A obrigação do locador de “vender o bem ao locatário, caso este queira, findo o contrato” [cfr. artigo 9.º, n.º 1, al. c), do DL n.º 149/95] ou o correspetivo direito do locatário de “adquirir o bem locado, findo o contrato, pelo preço estipulado” [cfr. artigo 10.º, n.º 2, al. f), do DL n.º 149/95] traduzem a ideia de que o contrato de locação financeira, não obstante próximo do arrendamento, contém um elemento especial – a opção de compra – que a doutrina qualifica, como se refere no Acórdão deste Supremo Tribunal de Justiça, de 14-01-2021 (proc. n.º 8621/17.6T8LSB.L1.S1), ora como uma promessa unilateral de venda (Filipe Cassiano dos Santos, Direito comercial português, volume I – Dos actos de comércio às empresas: o regime dos contratos e mecanismos comerciais no Direito Português, Coimbra Editora, Coimbra, 2007, pp. 397-398), ora como uma proposta de venda como a que ocorre no pacto de opção (Cfr. Carlos Ferreira de Almeida, Contratos II – Conteúdo. Contratos de troca, Almedina, Coimbra, 2011, pp. 193-194): se se considerar que é uma proposta de venda, a venda produz os seus efeitos com a mera aceitação do locatário; se se considerar que é uma promessa unilateral é necessário que, manifestando o locatário a intenção de adquirir o bem, seja celebrado o contrato de compra e venda (cfr. Acórdão do Supremo Tribunal de Justiça, de 14-01-2021, Proc. n.º 8261/17).

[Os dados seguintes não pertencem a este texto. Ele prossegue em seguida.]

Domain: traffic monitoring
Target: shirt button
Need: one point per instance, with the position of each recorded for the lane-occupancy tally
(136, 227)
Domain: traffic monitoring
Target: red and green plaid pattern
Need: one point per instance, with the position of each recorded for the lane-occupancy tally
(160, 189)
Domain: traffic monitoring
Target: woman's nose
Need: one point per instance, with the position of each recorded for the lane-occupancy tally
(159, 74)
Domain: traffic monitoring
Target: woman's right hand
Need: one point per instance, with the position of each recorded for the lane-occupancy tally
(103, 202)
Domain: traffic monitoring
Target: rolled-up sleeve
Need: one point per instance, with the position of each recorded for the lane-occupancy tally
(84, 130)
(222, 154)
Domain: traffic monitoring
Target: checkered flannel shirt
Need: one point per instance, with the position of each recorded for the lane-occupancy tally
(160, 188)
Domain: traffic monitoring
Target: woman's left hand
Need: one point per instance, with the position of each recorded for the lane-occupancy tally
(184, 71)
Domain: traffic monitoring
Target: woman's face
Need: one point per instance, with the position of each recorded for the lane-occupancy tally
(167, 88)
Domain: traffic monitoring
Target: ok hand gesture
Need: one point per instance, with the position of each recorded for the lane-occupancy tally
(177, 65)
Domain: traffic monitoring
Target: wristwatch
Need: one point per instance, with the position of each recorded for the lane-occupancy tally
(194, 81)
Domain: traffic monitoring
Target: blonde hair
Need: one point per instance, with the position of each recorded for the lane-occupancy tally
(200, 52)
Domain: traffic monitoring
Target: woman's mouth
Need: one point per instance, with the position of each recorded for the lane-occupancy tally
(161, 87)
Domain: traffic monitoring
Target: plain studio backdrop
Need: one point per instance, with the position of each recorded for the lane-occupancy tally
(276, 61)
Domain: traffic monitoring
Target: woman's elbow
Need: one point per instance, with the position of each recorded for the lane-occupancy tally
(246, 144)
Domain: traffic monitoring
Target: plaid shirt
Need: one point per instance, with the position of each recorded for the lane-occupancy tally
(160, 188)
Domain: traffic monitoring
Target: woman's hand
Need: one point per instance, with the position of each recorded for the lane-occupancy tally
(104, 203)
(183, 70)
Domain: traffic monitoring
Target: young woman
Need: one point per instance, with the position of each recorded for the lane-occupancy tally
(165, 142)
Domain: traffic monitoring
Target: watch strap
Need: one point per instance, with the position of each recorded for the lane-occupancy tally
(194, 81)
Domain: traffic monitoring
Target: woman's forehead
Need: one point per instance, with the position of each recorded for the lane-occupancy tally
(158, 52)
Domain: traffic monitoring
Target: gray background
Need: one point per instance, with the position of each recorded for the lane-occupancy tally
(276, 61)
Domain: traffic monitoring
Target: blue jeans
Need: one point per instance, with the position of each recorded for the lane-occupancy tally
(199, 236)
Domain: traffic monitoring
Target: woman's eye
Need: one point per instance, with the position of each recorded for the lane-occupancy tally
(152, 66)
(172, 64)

6. Do teor da cláusula contratual em litígio que estabelece um direito de preferência e da circunstância de lhe ter sido atribuída eficácia real, reforçada pelo registo, decorre que o autor, Cascais Shopping, tem relevantes interesses na “reaquisição” dessa fração e que o conteúdo desse direito se reveste de uma amplitude que vai para além do contexto da tradicional da venda a um terceiro, na medida em que se refere ao trespasse do estabelecimento comercial e a transmissão da fração a qualquer título.

Neste sentido, o recorrente defende que o contrato de locação dos autos está abrangido pela previsão contratual descrita no facto provado n.º 2, «transmissão a qualquer título», apoiando a sua tese na asserção segundo a qual o contrato de locação de imóvel vinculou a CGD a uma promessa unilateral de venda do bem ao locatário, exteriorizando a locadora, logo no momento inicial da celebração do contrato, uma decisão definitiva de venda do bem à locatária, por um valor de 975.000,00 euros. A Caixa dispõe assim, na perspetiva da recorrente, diferentemente do que entendeu o acórdão recorrido, de todos os elementos necessários para comunicar o projeto de venda ao preferente Cascais Shopping, nos termos do artigo 416.º do Código Civil.

Será assim?

6. Enquanto os direitos legais de preferência estão teleologicamente orientados à proteção do propriedade perfeita, prosseguindo objetivos que transcendem os interesses privados e imediatos do respetivo titular (p. ex. a exploração mais racional da propriedade, o favorecimento da empresa e o acesso à propriedade de certos grupos sociais), o contrato objeto da preferência, no âmbito da preferência convencional, prossegue finalidades privadas, podendo assim não ter qualquer eficácia translativa (cfr. Agostinho Guedes, O Exercício do Direito de Preferência, Publicações Universidade Católica, Porto, 2006, pp. 254-255).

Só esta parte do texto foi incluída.